COI Funded Project: An Isotopic Tracer Investigation of Organic Nitrogen Cycling Within the Subterranean Estuary and Groundwater Seepage face


Project Funded: 2002

Proposed Research

Increases in the supply of land-derived nitrogen to receiving waters, on Cape Cod and on a global scale, has led to eutrophication of many coastal waterbodies. On Cape Cod, delivery of land-derived N to the coastal zone occurs primarily through groundwater transport. However, little information is currently available on the influence of nitrogen cycling processes in the mixing zone of fresh and saline groundwater or on processes in the sediments of the seepage zone on the transport of land-derived nitrogen to coastal waters. In addition, our past studies and those of others have shown that a large fraction of these nitrogen loads to coastal waters are often composed on organic nitrogen. To our knowledge there have been no field experiments on the reactivity of the organic nitrogen and on the role of land-derived organic nitrogen in the nitrogen cycle and eutrophication of coastal waters. The goal of the proposed research is to quantify nitrogen transformations, retention and losses in aquifers at the margin between watersheds and coastal waters, with a particular focus on the role of the organic nitrogen.

We propose to utilize anthropogenically generated variations in the isotopic signatures of N exported from the watersheds of Waquoit Bay to obtain isotopically labeled dissolved organic nitrogen of natural chemical composition. We will use ultrafiltration to concentrate the organic nitrogen from a sample of groundwater collected from an urbanized watershed, spike the sample with isotopically labeled inorganic nitrogen and a conservative tracer and inject the sample into the nearshore aquifer of a forested watershed. This is an innovative technique and, in contrast to past studies using additions of only inorganic nitrogen isotope tracers, will allow quantification of organic nitrogen cycling, in addition to the cycling of the other major forms of nitrogen.

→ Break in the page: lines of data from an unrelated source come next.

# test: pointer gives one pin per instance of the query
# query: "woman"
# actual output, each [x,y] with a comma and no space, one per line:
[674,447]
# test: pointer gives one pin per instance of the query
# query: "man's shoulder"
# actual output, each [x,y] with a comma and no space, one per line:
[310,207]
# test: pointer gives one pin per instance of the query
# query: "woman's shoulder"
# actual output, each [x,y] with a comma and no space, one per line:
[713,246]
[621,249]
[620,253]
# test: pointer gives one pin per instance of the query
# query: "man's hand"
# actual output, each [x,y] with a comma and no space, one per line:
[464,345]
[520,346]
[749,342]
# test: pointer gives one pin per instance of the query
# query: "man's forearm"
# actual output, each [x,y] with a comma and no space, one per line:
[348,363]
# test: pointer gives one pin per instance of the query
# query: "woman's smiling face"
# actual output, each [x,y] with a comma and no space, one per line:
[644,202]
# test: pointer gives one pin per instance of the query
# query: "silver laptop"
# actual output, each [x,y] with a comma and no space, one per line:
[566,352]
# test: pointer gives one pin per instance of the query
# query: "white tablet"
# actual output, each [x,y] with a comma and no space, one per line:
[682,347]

This study will provide both basic and applied information on the influence of poorly studied segments of the aquatic cascade from land to sea on the magnitude and species composition of nitrogen loads transported to receiving waters. The results will improve management of coastal waters by updating nitrogen transport models and by providing a more accurate link between land-derived nitrogen loads and the eutrophication of receiving waters.